NONLINEAR GATED EXPERTS FOR TIME SERIES: DISCOVERING REGIMES AND AVOIDING OVERFITTING

Abstract
In the analysis and prediction of real-world systems, two of the key problems are nonstationarity (often in the form of switching between regimes), and overfitting (particularly serious for noisy processes). This article addresses these problems using gated experts, consisting of a (nonlinear) gating network, and several (also nonlinear) competing experts. Each expert learns to predict the conditional mean, and each expert adapts its width to match the noise level in its regime. The gating network learns to predict the probability of each expert, given the input. This article focuses on the case where the gating network bases its decision on information from the inputs.

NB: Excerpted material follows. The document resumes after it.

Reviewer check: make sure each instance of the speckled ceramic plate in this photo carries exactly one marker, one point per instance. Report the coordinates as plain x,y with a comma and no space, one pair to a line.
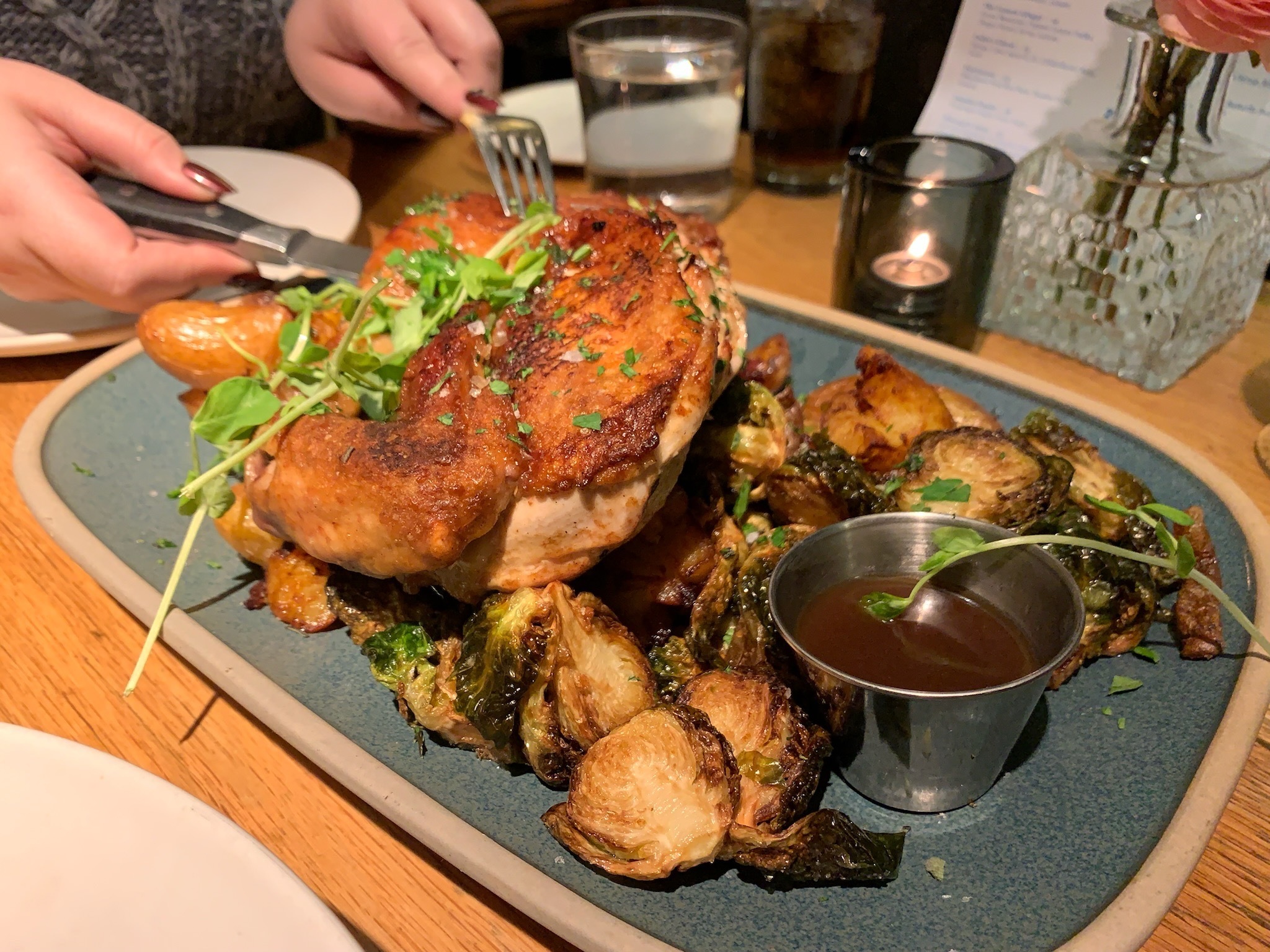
1085,840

This can be contrasted to hidden Markov models where the decision is based on the previous state(s) (i.e. on the output of the gating network at the previous time step), as well as to averaging over several predictors. In contrast, gated experts soft-partition the input space, only learning to model their region. This article discusses the underlying statistical assumptions, derives the weight update rules, and compares the performance of gated experts to standard methods on three time series: (1) a computer-generated series, obtained by randomly switching between two nonlinear processes; (2) a time series from the Santa Fe Time Series Competition (the light intensity of a laser in chaotic state); and (3) the daily electricity demand of France, a real-world multivariate problem with structure on several time scales. The main results are: (1) the gating network correctly discovers the different regimes of the process; (2) the widths associated with each expert are important for the segmentation task (and they can be used to characterize the sub-processes); and (3) there is less overfitting compared to single networks (homogeneous multilayer perceptrons), since the experts learn to match their variances to the (local) noise levels. This can be viewed as matching the local complexity of the model to the local complexity of the data.